The technical language for this in the standard is here:
B2.5.2 Claims that a food is not a product of genetic engineering, when no similar foods that are products of genetic engineering have been offered for sale, are considered misleading because they create the false impression that the product is unique. In such cases, it is appropriate to use an alternate statement or to include an explanatory statement to avoid misunderstanding (par. 6.1.4 and 6.2.4).
These onions are not a product of genetic engineering, non-genetically engineered chicken, and non-genetically engineered asparagus are unacceptable statements, since they imply that onions, chicken, or asparagus that are products of genetic engineering have been offered for sale.
So, whenever you see a package of quinoa with the “Non GMO Project Verified” label, you are looking at an illegal product – unless it clearly states that there is no GMO quinoa on the market (Quinoa is probably not genetically modified as per Canadian law. I think.) And any wheat or soy product bearing the label is definitely illegally labelled, since there is not a single variant of wheat or soy on the market that isn’t genetically modified as per Canadian law, and there’s definitely no genetically engineered wheat on the market.

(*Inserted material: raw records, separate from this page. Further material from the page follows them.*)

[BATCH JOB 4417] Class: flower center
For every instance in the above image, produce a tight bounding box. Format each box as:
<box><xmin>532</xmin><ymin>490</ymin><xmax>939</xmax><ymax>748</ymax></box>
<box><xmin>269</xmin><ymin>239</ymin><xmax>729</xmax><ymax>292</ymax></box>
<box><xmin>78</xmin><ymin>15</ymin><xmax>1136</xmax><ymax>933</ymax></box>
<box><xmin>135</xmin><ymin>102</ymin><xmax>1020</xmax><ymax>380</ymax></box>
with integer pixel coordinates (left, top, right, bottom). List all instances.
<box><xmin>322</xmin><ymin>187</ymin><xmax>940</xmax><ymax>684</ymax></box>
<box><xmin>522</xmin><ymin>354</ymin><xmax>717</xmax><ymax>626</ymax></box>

The Non GMO Project Verified label is a blatant attempt to circumvent Canadian law by means of a trademark based on a marketing gimmick disguised as a standard. This “standard”, however, was put together by a group of activists with no oversight from any reputable scientific or industry organization, never mind any government agency. It’s a purely private label companies are allowed to use for a fee so that they can better market their products to a misinformed public. The label is designed to imply that products that carry it are better, healthier, and more environmentally friendly than products that do not carry this label. In short, it’s pure consumer fraud.

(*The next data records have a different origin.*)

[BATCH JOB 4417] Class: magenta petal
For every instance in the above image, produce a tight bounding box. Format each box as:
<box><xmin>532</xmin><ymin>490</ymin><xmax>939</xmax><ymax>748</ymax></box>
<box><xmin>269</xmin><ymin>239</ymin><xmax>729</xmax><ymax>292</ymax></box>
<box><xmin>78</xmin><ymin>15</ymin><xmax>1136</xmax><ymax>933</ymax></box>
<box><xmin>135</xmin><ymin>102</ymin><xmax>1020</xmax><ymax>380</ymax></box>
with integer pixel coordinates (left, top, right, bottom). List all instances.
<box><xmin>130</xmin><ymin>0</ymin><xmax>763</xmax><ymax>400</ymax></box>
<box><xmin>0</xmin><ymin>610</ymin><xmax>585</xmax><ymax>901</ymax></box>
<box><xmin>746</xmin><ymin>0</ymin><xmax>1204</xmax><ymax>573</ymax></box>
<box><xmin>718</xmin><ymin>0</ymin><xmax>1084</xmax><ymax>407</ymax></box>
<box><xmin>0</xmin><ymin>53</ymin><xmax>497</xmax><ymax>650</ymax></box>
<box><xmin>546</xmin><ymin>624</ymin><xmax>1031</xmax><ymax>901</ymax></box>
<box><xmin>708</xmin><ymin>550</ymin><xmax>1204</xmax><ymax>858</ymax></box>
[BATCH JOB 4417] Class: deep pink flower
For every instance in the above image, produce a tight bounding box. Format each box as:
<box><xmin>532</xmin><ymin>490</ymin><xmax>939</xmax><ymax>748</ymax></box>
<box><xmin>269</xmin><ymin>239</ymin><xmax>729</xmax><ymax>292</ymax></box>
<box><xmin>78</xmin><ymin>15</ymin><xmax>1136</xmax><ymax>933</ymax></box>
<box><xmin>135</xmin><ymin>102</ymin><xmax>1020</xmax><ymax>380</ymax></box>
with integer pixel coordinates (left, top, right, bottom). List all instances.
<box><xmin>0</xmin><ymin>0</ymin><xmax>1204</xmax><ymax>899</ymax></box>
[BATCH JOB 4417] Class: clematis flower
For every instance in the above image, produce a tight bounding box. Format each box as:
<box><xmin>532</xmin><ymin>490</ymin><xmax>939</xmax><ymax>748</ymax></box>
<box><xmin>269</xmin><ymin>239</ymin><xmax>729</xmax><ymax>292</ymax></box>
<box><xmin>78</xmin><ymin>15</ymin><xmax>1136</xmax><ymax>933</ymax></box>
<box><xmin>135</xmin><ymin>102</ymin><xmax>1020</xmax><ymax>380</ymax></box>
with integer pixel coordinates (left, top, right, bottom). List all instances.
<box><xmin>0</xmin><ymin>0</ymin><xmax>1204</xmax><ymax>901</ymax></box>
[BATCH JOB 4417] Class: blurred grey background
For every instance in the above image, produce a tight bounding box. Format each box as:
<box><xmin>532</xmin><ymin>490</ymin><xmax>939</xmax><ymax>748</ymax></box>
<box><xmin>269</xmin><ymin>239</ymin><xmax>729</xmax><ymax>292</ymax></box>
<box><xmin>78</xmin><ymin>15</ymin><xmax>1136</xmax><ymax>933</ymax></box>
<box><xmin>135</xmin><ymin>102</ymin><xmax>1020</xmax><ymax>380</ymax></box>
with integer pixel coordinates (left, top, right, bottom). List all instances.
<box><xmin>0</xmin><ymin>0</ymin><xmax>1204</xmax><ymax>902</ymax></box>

Companies that use this label in Canada are either ignorant of Canadian law, or believe that a private American label can be used in disregard of Canadian law.
Fortunately, there’s a way to put a stop to this. The Canadian Food Inspection Agency, which is the Canadian government agency responsible for enforcing Canadian food labelling laws, is obligated to respond to consumer complaints about illegally labelled food products. For this purpose, it has set up a complaints mechanism on its website any consumer can use to identify illegal labels.

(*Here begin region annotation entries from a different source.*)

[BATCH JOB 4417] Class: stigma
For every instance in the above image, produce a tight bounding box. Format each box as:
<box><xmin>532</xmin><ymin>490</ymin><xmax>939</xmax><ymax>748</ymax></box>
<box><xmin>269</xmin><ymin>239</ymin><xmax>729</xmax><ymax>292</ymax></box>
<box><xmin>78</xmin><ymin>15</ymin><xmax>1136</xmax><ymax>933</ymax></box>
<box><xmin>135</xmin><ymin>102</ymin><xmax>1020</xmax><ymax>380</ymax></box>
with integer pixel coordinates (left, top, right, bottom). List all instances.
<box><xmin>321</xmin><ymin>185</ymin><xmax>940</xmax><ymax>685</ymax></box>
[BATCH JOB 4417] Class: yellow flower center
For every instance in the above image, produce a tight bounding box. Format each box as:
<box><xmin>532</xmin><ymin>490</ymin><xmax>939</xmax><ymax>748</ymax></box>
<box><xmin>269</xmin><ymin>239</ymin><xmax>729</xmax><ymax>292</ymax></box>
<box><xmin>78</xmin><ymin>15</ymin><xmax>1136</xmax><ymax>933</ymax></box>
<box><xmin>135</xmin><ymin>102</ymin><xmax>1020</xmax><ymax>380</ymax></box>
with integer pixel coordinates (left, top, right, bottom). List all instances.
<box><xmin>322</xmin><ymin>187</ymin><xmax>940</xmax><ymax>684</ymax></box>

The form requires quite a bit of information about both the person filing the complaint, as well as the product about which the complaint is filed. In addition, the form requires a specific description of the complaint. I suggest the following wording – though I welcome any suggestions for better wording:
This product carries the “Non GMO Project Verified” logo, implying the food is not genetically modified. This claim is in violation of CAN/CGSB-32.315-2004 “Voluntary labelling and advertising of foods that are and are not products of genetic engineering,” according to which the term “not genetically modified” may not be used as a food label in Canada. The use of a logo violates Canadian labelling law, according to which “the use of trade-marks in labelling and advertising food sold in Canada must comply with applicable federal food legislation, including the Food and Drugs Act (FDA) and Consumer Packaging and Labelling Act (CPLA).”
If enough people file complaints about such products, the CFIA will have little choice but start investigating and take action.
Consumer fraud is wrong. Time to put a stop to it.